Carl MacDougall writes about violence, rape, incense and murder. I guess we’re singing from the same hymn sheets. We speak the same bastardin’ language.

In the preface to Scots The Language of the People, MacDougall uses the c-word. Class. ‘The educated classes struggled to rid themselves of “Scotticisms”’.   What was left was the dirt and people that roll in it. That’s me. I’m holding my hand up. It’s no surprise that Billy Connelly is quoted on the back leaf of Someone Always Robs the Poor, ‘Carl is a hero of mine…a great storyteller’.

I envy Carl MacDougall the breadth of his education, the depth of his reading. But the thing about books are they don’t care who you are. Anyone can turn the page and if they’ve got a wee notion, they can read and they too can learn.

I was thinking for example about fucking. You’ve probably heard of it. But more in the dialect sense. When I was writing about Jaz, for example, I wrote. You fuckin’ cunt. Then changed it to you fuckin cunt. The latter is closer to the style that Bernard MacLaverty uses in his short stories. Then one of the characters in Carl MacDougall’s stories says you fucken cunt. Oh, dearie, dearie, which one of us is right?

Well, it’s Carl MacDougall, obviously, because he knows better than most than language is a living thing. Bastard. If you turn to Scots the Language of the People, the section marked Tom Leonard – read on:

The poster for the Makars’ Society advertises a

GRAN MEETIN’

THE NICHT

TAE DECIDE THE

SPELLIN’

O’ THIS POSTER

And the admission price is Thritty pee (a heid).

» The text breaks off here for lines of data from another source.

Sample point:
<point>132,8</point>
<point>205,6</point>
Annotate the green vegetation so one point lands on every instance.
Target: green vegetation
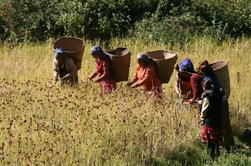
<point>160,20</point>
<point>45,124</point>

This wasn’t the only anachronism in the language argument Tom Leonard spotted. On the publication of Six Glasgow Poems in 1969 he altered the argument and rules of engagement by introducing the urban voice and insisting it should be heard, transcribing living Glaswegian speech to prove that language is defined by class as much as by region or country and that working-class speech is as suitable a vehicle for poetry and serious thought as any other;

Tom Leonard: The Voyeur.

what’s your favourite word dearie

is it wee

I hope it’s wee

wee’s such a nice wee word

like a wee hairy dog

with two wee eyes

such a nice wee word to play with dearie

you can say it quickly

with a wee smile

and a wee glance to the side

or you can say it slowly dearie

with your mouth a wee bit open

and a wee sigh dearie

a wee sigh

put your wee head on my shoulder dearie

oh my

a great wee word

and Scottish

it makes you proud

 

  

 

Comments

Brilliant that you've got him as your mentor.  Sounds like the Book Trust know their stuff.  Not aware of him at all before, but I'll be following this up.  Really looking forward to seeing the results of you working together on the novel.

thanks airyfairy, all learning is not wasted and all that kinda stuff. hopefully works out. 

 

Well done CM getting CMac as your mentor.

And three cheers for Tom Leonard - IMO the greatest Scottish writer alive today.